If you’re reading this but you don’t know anything about me, I’m a 5’0, 110lb, 42-year-old woman. I am a Brazilian jiu jitsu brown belt under Renzo Gracie black belt Kevin Taylor and I am the instructor for the women only program at Titans MMA. For years, I wrote weekly articles about Brazilian jiu jitsu for Breaking Muscle and I also wrote for Jiu Jitsu Style magazine in the UK.
And do you know what? After all of that, after almost ten years of training Brazilian jiu jitsu I still sometimes feel anxious before I go to class. I walk up the steps, I see the big Titans mural on the wall and I think to myself,
I sometimes wonder, shouldn’t I be doing something different? Like knitting a dishcloth? Why do I spend most of my free time training with young, athletic killers?
And then there are my teammates, the killers, to think about. I worry about them not wanting to be my partner, not having anything in common with me, not talking to me. I worry about the students I teach in the co-ed beginner class not coming to class because they don’t want to learn from a little old lady. And regarding all of the above: some don’t.
But some do. Rest assured, there will always be some, usually most, that do want to help you, who do want you there.
And more than anything else, above all the self-doubt, above all of the worrying, I remind myself: I love jiu jitsu. It’s worth all of it. There is nothing else I would rather do.
I may not be able to do the same things my teammates can do but I am there for MY jiu jitsu. For MY goals. It’s MY life that I want to improve first. And when I accomplish my goals, no matter how small, I can then pay it forward and try to help everyone else the best way I can.
So why am I telling you this? What do you care? Well, like I said, when I accomplish my goals, I want to then help others. Turns out one of the biggest reasons people don’t come to class is because they have same fears I have. Fear of judgement, of not being good enough, of making a fool of themselves.
If that’s how you feel, Dr. Jordan B. Peterson, a Canadian psychologist and university professor, may be able to help you overcome your fear and self-doubt so you can make your own walk up the steps.
A quick interpretation of his advice, if we relate it to BJJ is, what do you think BJJ will add to your life? What will you gain from BJJ that makes it worthwhile for you to face your fears? Is it confidence, community, fitness, health, self-defense skills? OK, so if that’s what you want, you can break down the process of going to your first class into steps.

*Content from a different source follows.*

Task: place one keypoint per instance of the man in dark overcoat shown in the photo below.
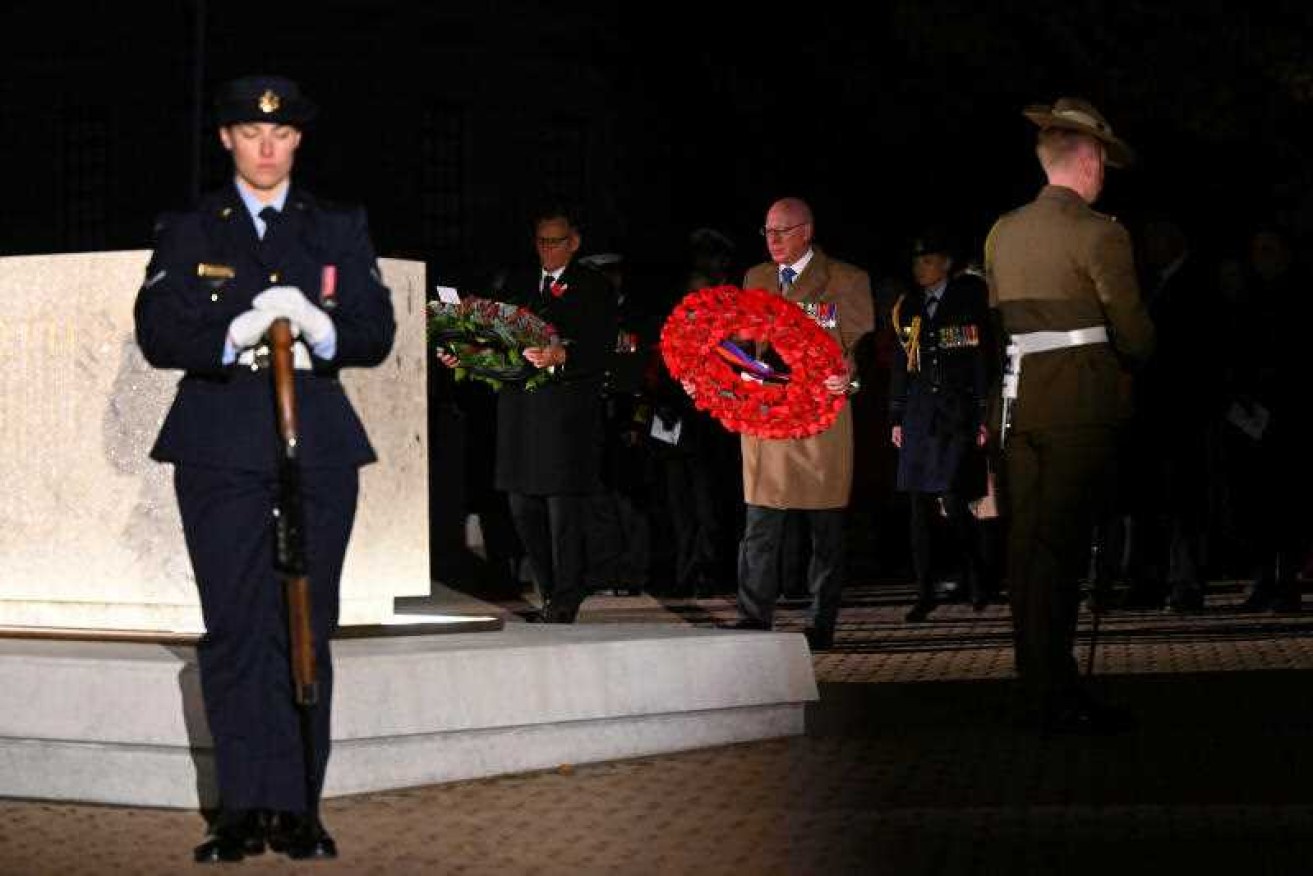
(256, 250)
(549, 440)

Peterson explains, “One of the things you want to do when you’re training yourself to face something threatening is to set the threshold for your accomplishment high enough so that you improve but low enough so that you have a pretty good chance of hitting the goal.”
Possible steps you can take leading up to training BJJ:
- Research the BJJ schools in your area. Do they have an online FAQ page or media so you can get an idea of what to expect?
- Call to see whether you can go and just watch a class
- Watch some basic BJJ techniques on youtube. A great resource for the basics is Stephan Kesting. Find him online at Grapplearts.com and on youtube. This way, you may be familiar with some of the first things you learn and it won’t be so overwhelming.
- Try to find a friend to try a class with you
- Book a private with an instructor before joining the general classes.
- Start slow. Promise yourself you will go to class once a week, or every two weeks then build up to a more regular schedule.
Now think of what your life will be like if you don’t gather the courage to try a class; if you don’t take one little step at a time. Where will you be in five years if you do absolutely nothing? Will you be overweight? Depressed? Alone? What will your children learn from your example?
Will you spend your evenings at home watching TV? What if there’s nothing good on TV? Do you really want to get an email from Netflix asking if you’re OK like this fellow?
What I absolutely do not recommend is getting in shape to try BJJ. I remember what it was like, feeling so out of shape and feeling like I wasn’t cut out for the sport. And I was already in great shape when I started! BJJ is such a unique activity, the best way to get into shape for BJJ is by training BJJ. It will take some time, but gradually, incrementally, you will progress.
One of the best success stories I’ve seen of overcoming fear is my good friend, Sarah Kolybaba. The first time she came to Titans, she sat out in the parking lot for twenty minutes before coming in to class. She was so quiet and shy, I thought for sure I’d never see her again. Boy, was I wrong.
Sarah turned out to be one of the most dedicated, hard-working women in the program! When she left Nova Scotia to move to British Columbia, Sarah joined a new gym, Island Top Team, where she has found great success in competition. Just this weekend at the CBJJF she won triple gold! Kolybaba was the division champion in both gi and no gi and the absolute champion in gi. What an inspiration!
If Sarah and I can do it, so can you. Trust me. The time will pass anyway, what kind of life do you want?